Download Classical Tests

Classical Tests
Assumptions and related tests
What we will cover
• Assumptions behind the statistical tests we have
examined already
• How to check normality in R
• How to check population variances
• How to carry out some the classical statistical tests
quickly in R
• T-tests
• Chi-squared Goodness of fit
• Analysis of variance
• What to do when the assumptions are broken?
• Introducing non-parametric tests.
Classical Tests
• There is absolutely no point in carrying out an analysis that is more
complicated than it needs to be.
• Occam’s razor applies to the choice of statistical model just as
strongly as to anything else: simplest is best.
• The so-called classical tests deal with some of the most frequently
used kinds of analysis for single-sample and two-sample problems.
• In addition we have tests for more than two samples.
• But before we apply the tests we have looked at previously we need
to see if we have satisfied the assumptions.
Single Samples
• Suppose we have a single sample. The questions we might want to answer are these:
• What is the mean value?
• Is the mean value significantly different from current expectation or theory?

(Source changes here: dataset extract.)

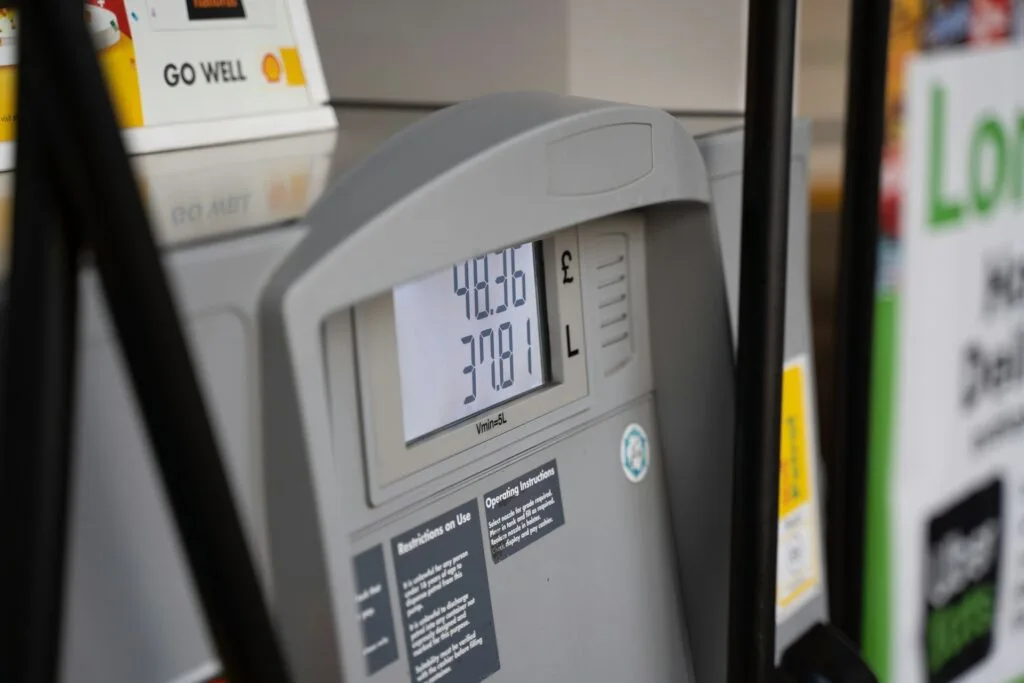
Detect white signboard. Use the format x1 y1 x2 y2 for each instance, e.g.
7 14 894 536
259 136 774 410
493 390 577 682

• What is the level of uncertainty associated with our estimate of the mean value?
• In order to be reasonably confident that our inferences are correct, we need to establish some
facts about the distribution of the data:
• Are the values normally distributed or not?
• Are there outliers in the data?
• If data were collected over a period of time, is there evidence for serial correlation?
Be careful
• Non-normality, outliers and serial correlation can
all invalidate inferences made by standard
parametric tests like Student’s t test.
• REMEMBER: none of this is of any concern to the
functions in R.
• We can run a t-test on any data that we choose and as
long as it is numeric R will return a result. But the
result could be completely meaningless.
• Getting a p-value at the end may be give the
impression of precision and that we can make
inferences but don’t be fooled by this impression.
Data Inspection
> das <- read.table( "C:/das.txt", header=T )
> par(mfrow=c(2,2))
> plot( das$y)
> boxplot( das$y)
> hist( das$y, main="")
> y2 <- das$y
> y2[52]<-21.75
> plot(y2)
Data Inspection
We inserted a mistaken
entry in ‘y2’. The index plot
(bottom right) is
particularly valuable for
drawing attention to
mistakes in the dataframe.
Suppose that the 52nd
value had been entered as
21.75 instead of 2.175: the
mistake stands out like a
sore thumb in the plot
(bottom right).
Data Inspection
> summary( das$y)
Min. 1st Qu. Median Mean 3rd Qu. Max.
1.904 2.241 2.414 2.419 2.568 2.984
• This gives us six pieces of information about the vector called y. The
smallest value is 1.904 (labelled Min. for minimum) and the largest
value is 2.984 (labelled Max. for maximum).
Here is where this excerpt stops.